CUNA, backed by a growing data bank of CU costs from the Target breach, hopes to paint a clear picture to lawmakers of the data compromise's impact on CUs.
In late December CUNA introduced a data collection website where credit unions can keep a tally of their costs from the Target breach.
"Congress will be looking into this [data breach] in the next few months," says CUNA Chief Economist Bill Hampel. "When they ask us, 'What has been the effect on credit unions?' we will be able to tell them using nice, strong, rigorously collected data."
To that end, Sen. Patrick Leahy (D-Vt.), chairman of the Senate Judiciary Committee, reintroduced a data privacy bill last week and said on the Senate floor that the issue would be discussed in a committee hearing early this session.
Meanwhile, Senate Homeland Security and Government Affairs Committee Chairman Sen.
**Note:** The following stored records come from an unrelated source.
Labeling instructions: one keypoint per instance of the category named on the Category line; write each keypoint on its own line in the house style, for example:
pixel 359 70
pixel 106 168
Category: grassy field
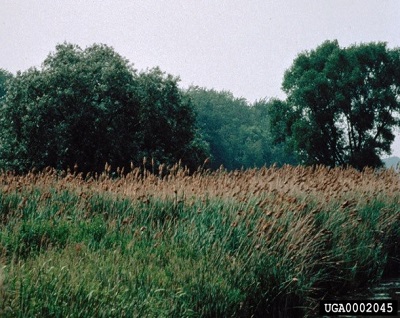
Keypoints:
pixel 266 242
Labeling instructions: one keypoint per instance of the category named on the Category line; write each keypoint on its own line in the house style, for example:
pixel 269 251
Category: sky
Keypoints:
pixel 243 46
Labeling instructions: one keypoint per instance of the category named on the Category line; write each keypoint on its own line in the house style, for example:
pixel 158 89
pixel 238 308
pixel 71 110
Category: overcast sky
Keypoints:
pixel 241 46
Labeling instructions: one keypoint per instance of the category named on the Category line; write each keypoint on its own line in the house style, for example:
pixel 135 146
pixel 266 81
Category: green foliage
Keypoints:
pixel 342 104
pixel 4 77
pixel 237 133
pixel 89 107
pixel 82 251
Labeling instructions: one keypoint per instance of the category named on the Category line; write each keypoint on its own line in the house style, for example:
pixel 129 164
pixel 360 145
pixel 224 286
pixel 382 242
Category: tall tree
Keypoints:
pixel 342 104
pixel 4 76
pixel 87 107
pixel 237 132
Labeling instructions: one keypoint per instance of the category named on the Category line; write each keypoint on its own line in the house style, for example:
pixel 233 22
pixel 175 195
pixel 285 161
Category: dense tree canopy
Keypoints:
pixel 342 104
pixel 89 107
pixel 237 132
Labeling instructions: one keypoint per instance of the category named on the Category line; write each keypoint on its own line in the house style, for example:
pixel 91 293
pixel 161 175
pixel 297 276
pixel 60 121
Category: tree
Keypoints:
pixel 169 133
pixel 342 104
pixel 4 76
pixel 88 107
pixel 237 132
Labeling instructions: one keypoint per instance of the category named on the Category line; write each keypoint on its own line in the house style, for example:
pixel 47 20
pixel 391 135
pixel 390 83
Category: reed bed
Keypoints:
pixel 262 242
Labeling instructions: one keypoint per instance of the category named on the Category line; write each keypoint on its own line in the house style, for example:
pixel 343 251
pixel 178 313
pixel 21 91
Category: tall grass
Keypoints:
pixel 266 242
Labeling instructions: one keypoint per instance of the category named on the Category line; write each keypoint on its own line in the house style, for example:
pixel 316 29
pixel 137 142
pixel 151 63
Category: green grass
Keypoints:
pixel 75 249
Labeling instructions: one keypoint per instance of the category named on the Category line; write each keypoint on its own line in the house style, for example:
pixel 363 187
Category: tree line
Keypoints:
pixel 86 107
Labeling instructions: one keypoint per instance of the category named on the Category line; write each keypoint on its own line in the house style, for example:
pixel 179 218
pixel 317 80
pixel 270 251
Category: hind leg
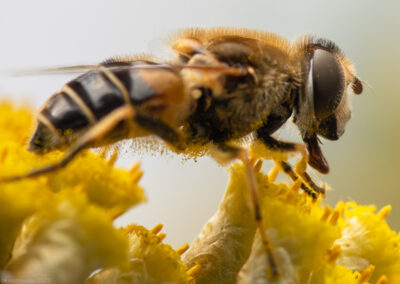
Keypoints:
pixel 95 133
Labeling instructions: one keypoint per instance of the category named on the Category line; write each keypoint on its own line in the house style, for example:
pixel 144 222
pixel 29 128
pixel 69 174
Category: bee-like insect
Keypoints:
pixel 222 85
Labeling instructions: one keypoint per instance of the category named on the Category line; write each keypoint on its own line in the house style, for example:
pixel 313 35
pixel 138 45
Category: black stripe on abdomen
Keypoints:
pixel 64 113
pixel 99 94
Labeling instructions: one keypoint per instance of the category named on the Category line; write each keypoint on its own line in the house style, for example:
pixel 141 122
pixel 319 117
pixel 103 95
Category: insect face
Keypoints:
pixel 324 100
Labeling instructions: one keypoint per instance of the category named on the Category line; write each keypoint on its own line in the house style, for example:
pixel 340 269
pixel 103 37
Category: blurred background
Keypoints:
pixel 365 162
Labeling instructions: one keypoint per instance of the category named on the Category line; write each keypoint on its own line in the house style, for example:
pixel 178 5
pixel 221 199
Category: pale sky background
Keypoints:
pixel 365 164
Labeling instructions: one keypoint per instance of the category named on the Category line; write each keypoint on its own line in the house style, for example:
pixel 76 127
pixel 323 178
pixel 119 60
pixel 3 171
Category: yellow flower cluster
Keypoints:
pixel 58 228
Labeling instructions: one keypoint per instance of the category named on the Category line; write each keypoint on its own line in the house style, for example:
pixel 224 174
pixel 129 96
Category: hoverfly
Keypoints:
pixel 223 84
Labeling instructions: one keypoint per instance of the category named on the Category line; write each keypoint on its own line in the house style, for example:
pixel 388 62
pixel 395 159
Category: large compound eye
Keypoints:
pixel 327 82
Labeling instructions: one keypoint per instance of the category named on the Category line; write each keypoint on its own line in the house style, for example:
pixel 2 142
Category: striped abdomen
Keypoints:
pixel 85 100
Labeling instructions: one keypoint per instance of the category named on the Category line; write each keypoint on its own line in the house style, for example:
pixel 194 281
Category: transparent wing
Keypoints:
pixel 119 66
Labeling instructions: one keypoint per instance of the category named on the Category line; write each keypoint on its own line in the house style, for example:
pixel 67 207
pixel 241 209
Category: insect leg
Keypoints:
pixel 95 133
pixel 277 145
pixel 161 129
pixel 243 155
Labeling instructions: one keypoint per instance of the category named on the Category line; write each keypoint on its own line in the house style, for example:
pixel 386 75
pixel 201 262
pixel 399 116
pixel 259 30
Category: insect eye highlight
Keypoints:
pixel 328 82
pixel 357 86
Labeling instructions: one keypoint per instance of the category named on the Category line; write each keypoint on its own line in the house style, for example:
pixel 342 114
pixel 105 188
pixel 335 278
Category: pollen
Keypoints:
pixel 183 249
pixel 61 225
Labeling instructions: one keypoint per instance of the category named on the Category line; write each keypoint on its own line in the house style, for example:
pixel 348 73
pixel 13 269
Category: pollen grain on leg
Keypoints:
pixel 366 274
pixel 191 272
pixel 156 229
pixel 384 212
pixel 182 249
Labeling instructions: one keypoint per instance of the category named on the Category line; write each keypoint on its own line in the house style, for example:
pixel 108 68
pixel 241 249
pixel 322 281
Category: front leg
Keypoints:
pixel 276 145
pixel 242 154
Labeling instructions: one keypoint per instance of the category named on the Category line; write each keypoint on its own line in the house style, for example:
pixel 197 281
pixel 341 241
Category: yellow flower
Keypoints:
pixel 57 228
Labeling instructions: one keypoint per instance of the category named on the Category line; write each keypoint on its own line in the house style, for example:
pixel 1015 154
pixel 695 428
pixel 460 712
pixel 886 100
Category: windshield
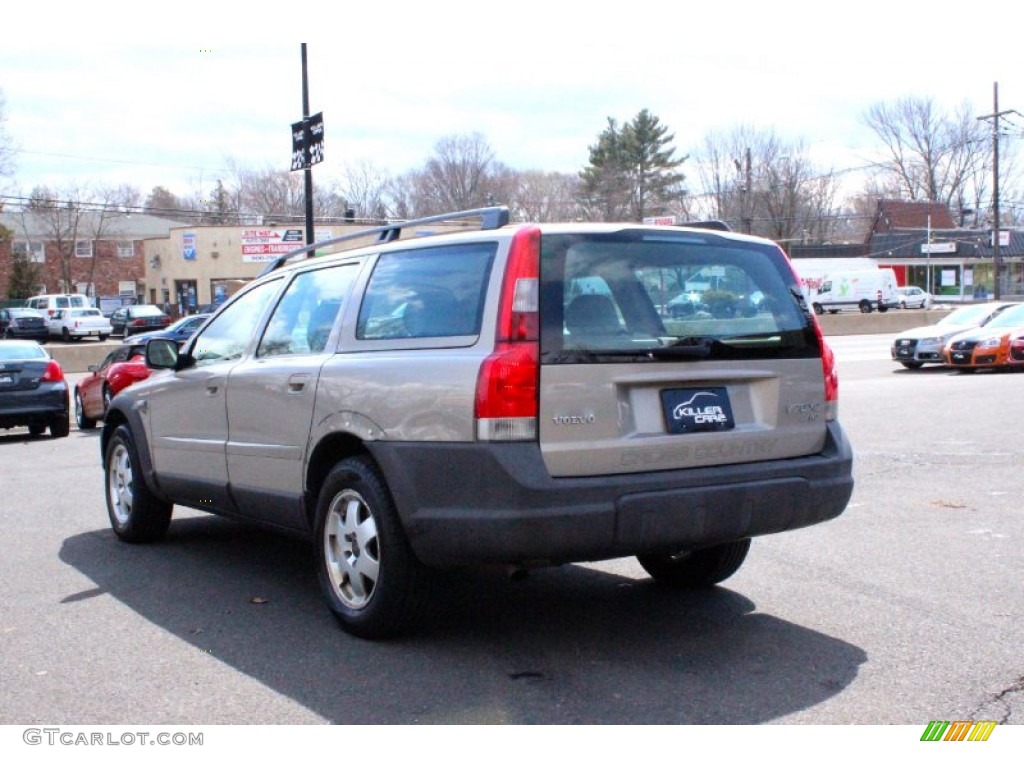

Tom Carper (D-Del.), plans to reintroduce a measure to place retailers under some of the same data security requirements now followed by financial institutions.
Leahy's bill includes a provision to establish criminal penalties for willfully concealing a security breach of personal data when it causes economic damage to consumers.
Sens. Al Franken (D-Minn.), Chuck Schumer (D-N.Y.) and Richard Blumenthal (D-Conn) are cosponsors of the Leahy bill.